Now consider a single base mutation in a leucine codon that results in a phenylalanine codon. A true reversion would change the phenylalanine codon back to a leucine codon. Which of the following leucine codons could undergo a single mutation to form a phenylalanine codon and then sustain a second mutation at a different site to revert to a leucine codon? a. CUU b. CUC c. CUA d. UUG e. UUA f. CUG

Biology · College · Mon Jan 18 2021

Answered on

To approach this question, we need to know the codons for both leucine and phenylalanine and understand that a true reversion involves two mutations - the first changing leucine to phenylalanine and the second reverting it back to leucine.

The codons for leucine are CUU, CUC, CUA, UUG, UUA, and CUG. The codons for phenylalanine are UUU and UUC. There needs to be a transition mutation (changing a purine to another purine or a pyrimidine to another pyrimidine) or a transversion mutation (changing a purine to a pyrimidine or vice versa) from leucine to phenylalanine and then another mutation at a different nucleotide position to revert back to leucine.

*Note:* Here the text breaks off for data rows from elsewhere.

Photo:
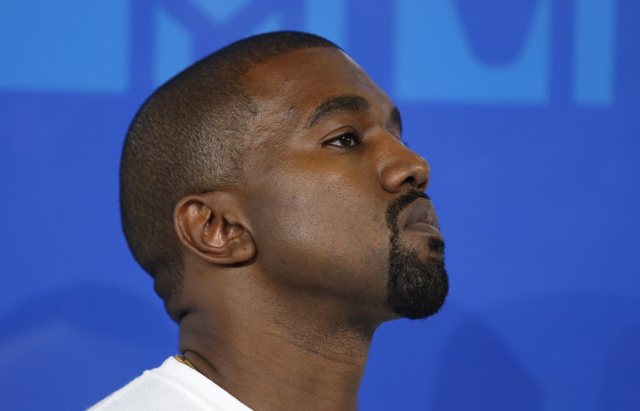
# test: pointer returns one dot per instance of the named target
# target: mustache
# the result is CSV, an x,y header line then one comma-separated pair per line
x,y
396,206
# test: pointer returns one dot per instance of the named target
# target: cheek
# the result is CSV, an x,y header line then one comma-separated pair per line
x,y
316,230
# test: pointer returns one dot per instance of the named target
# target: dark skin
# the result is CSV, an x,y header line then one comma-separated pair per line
x,y
285,274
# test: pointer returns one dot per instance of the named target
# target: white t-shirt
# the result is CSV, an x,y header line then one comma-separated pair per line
x,y
172,386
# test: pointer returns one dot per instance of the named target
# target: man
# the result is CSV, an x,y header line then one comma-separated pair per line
x,y
268,192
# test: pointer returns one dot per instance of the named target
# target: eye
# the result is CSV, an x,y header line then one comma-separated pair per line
x,y
346,140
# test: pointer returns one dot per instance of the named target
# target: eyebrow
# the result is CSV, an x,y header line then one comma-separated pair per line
x,y
353,103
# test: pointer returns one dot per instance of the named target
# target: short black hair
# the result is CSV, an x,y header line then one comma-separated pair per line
x,y
189,137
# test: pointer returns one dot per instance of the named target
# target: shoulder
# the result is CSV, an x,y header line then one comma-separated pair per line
x,y
171,386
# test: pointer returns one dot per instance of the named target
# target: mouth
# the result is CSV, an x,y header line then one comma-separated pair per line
x,y
421,217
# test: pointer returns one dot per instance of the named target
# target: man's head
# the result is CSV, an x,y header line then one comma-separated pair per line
x,y
277,163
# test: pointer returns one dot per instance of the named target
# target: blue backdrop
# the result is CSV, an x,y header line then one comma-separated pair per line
x,y
528,112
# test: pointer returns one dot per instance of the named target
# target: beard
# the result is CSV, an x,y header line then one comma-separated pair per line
x,y
415,288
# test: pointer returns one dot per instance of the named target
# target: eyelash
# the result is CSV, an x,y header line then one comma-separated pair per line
x,y
354,137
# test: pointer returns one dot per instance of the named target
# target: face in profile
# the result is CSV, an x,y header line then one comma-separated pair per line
x,y
335,199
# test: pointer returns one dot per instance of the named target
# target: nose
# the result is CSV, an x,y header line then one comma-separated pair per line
x,y
402,169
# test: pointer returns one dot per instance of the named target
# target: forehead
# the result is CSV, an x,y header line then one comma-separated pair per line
x,y
298,81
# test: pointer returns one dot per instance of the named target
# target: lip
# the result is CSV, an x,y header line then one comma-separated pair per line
x,y
422,217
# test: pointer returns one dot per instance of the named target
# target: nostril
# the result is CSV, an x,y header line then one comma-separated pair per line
x,y
411,181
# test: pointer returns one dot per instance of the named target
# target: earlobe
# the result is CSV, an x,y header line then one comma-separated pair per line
x,y
207,226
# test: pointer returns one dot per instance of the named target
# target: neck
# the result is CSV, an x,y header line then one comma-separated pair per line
x,y
268,361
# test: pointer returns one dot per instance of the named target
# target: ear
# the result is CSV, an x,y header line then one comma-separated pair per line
x,y
210,226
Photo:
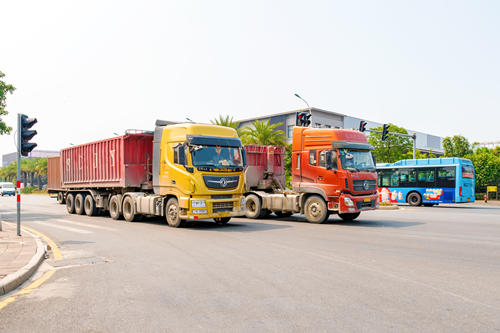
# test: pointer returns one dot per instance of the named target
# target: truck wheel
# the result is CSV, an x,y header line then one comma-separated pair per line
x,y
414,199
128,209
172,213
89,206
114,208
70,203
222,220
253,206
316,210
349,216
79,204
60,198
282,214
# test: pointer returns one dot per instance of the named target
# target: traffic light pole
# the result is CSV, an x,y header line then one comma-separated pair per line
x,y
18,183
412,136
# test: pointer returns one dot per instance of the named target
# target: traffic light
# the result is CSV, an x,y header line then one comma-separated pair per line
x,y
303,118
362,126
26,134
385,132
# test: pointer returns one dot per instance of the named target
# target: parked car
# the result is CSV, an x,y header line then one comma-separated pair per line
x,y
7,189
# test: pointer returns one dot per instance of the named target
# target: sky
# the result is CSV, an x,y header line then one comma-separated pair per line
x,y
89,69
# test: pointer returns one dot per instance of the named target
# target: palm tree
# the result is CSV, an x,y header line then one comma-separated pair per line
x,y
263,133
227,121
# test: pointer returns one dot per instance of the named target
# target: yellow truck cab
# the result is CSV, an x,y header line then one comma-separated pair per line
x,y
198,172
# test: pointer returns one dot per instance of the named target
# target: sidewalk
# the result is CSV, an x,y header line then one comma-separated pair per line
x,y
19,257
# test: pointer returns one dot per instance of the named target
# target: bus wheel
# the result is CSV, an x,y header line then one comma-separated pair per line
x,y
89,206
222,220
60,198
253,206
414,199
349,216
70,203
315,209
114,208
172,213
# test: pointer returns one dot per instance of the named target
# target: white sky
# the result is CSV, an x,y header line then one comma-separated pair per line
x,y
87,69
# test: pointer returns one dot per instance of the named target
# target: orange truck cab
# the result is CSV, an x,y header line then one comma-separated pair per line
x,y
337,165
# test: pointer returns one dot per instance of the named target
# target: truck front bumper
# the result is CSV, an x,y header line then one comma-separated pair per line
x,y
354,204
215,208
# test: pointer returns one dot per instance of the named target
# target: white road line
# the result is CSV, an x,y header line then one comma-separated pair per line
x,y
80,231
86,225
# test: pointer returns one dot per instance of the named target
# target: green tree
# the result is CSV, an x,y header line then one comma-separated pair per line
x,y
456,146
393,148
4,90
228,122
263,133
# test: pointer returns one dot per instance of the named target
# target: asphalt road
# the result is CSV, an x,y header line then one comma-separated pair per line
x,y
411,270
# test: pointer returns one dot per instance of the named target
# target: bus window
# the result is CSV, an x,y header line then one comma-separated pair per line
x,y
407,177
445,177
426,177
467,171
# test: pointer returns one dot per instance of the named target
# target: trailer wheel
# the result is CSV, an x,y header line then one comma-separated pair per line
x,y
349,216
414,199
172,213
222,220
79,204
114,208
253,206
70,203
128,209
89,206
282,214
316,210
60,198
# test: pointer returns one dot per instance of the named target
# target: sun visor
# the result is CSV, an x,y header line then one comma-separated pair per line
x,y
213,141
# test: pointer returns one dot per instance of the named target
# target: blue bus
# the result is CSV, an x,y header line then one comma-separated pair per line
x,y
427,181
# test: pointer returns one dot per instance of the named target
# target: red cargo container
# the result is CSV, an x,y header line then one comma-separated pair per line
x,y
124,162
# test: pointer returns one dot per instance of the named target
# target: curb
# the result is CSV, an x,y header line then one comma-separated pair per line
x,y
393,207
14,280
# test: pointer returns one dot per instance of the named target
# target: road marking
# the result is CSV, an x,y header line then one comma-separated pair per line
x,y
86,225
79,231
28,289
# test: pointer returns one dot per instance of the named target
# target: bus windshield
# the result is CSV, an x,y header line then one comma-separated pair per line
x,y
216,156
356,160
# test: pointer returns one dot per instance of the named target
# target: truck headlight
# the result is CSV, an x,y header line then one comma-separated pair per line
x,y
198,203
348,201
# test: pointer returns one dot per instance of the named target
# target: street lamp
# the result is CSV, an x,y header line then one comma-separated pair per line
x,y
310,110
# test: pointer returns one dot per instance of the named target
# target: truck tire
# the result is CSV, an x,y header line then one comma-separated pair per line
x,y
172,213
316,210
70,203
114,208
60,198
79,204
89,206
283,214
253,206
414,199
222,220
128,209
349,216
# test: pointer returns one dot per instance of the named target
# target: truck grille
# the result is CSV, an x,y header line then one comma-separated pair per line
x,y
225,206
364,184
221,182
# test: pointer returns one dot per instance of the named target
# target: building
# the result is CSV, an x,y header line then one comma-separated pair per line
x,y
12,157
329,119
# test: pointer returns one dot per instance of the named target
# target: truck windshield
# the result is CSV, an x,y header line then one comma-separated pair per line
x,y
216,156
356,160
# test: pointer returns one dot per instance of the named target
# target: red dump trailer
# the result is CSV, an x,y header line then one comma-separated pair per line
x,y
122,163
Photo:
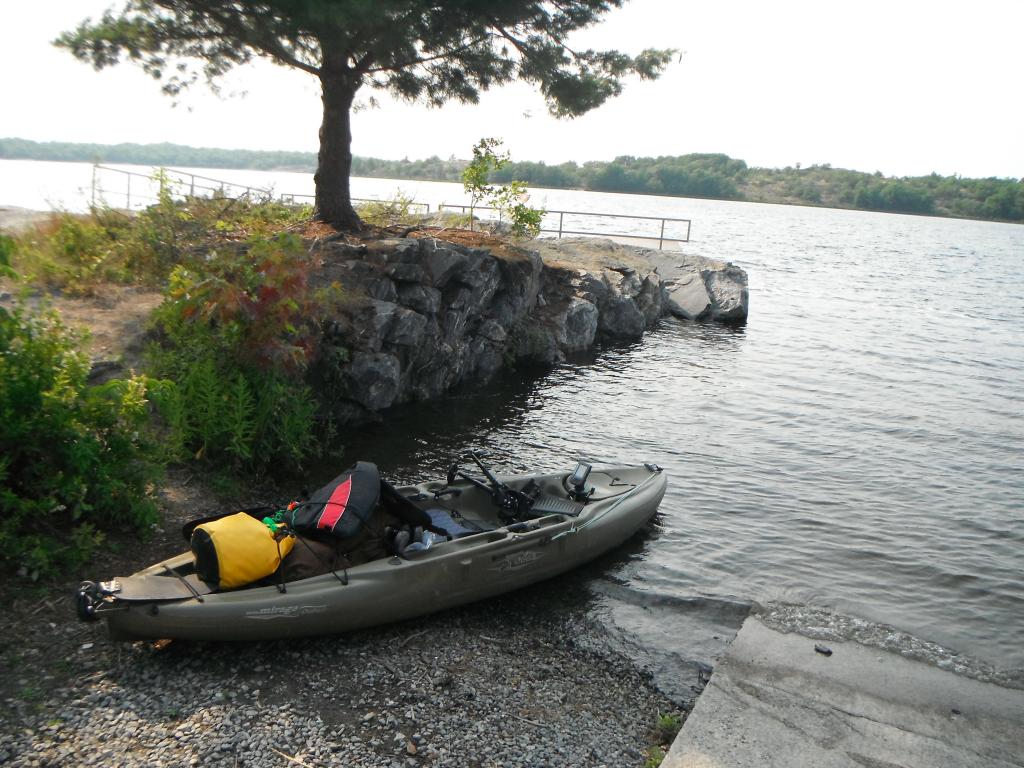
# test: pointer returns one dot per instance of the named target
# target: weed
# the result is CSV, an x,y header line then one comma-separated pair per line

Let's check each leucine codon:

a. CUU can change to UUU by altering the first base (C to U). A second mutation at a different site cannot revert it back to a leucine codon without altering the base that was changed in the first mutation.

b. CUC can mutate to UUC (first base C to U), which is a phenylalanine codon. Another mutation at the third base (C to G), would result in CUG, which is a codon for leucine, achieving the true reversion.

c. CUA can change to UUA by altering the first base (C to U). Like with CUU, another mutation at a different site cannot revert it back to a leucine codon without changing the first base.

d. UUG can convert to UUU by changing the second base (U to U), however, this is not changing the base to a different one. A mutation back to a leucine codon would require altering the mutated base.

e. UUA cannot change to a phenylalanine codon via a single base change because it requires two base changes to align with UUU or UUC.

f. For CUG, a mutation from the first base (C to U) would result in UUG, which is still a codon for leucine, and not phenylalanine.

Based on this analysis, the correct answer is b. CUC, because it allows for a mutation to phenylalanine (CUC to UUC) and a subsequent true reversion back to a different leucine codon with another mutation at a different site (UUC to CUG).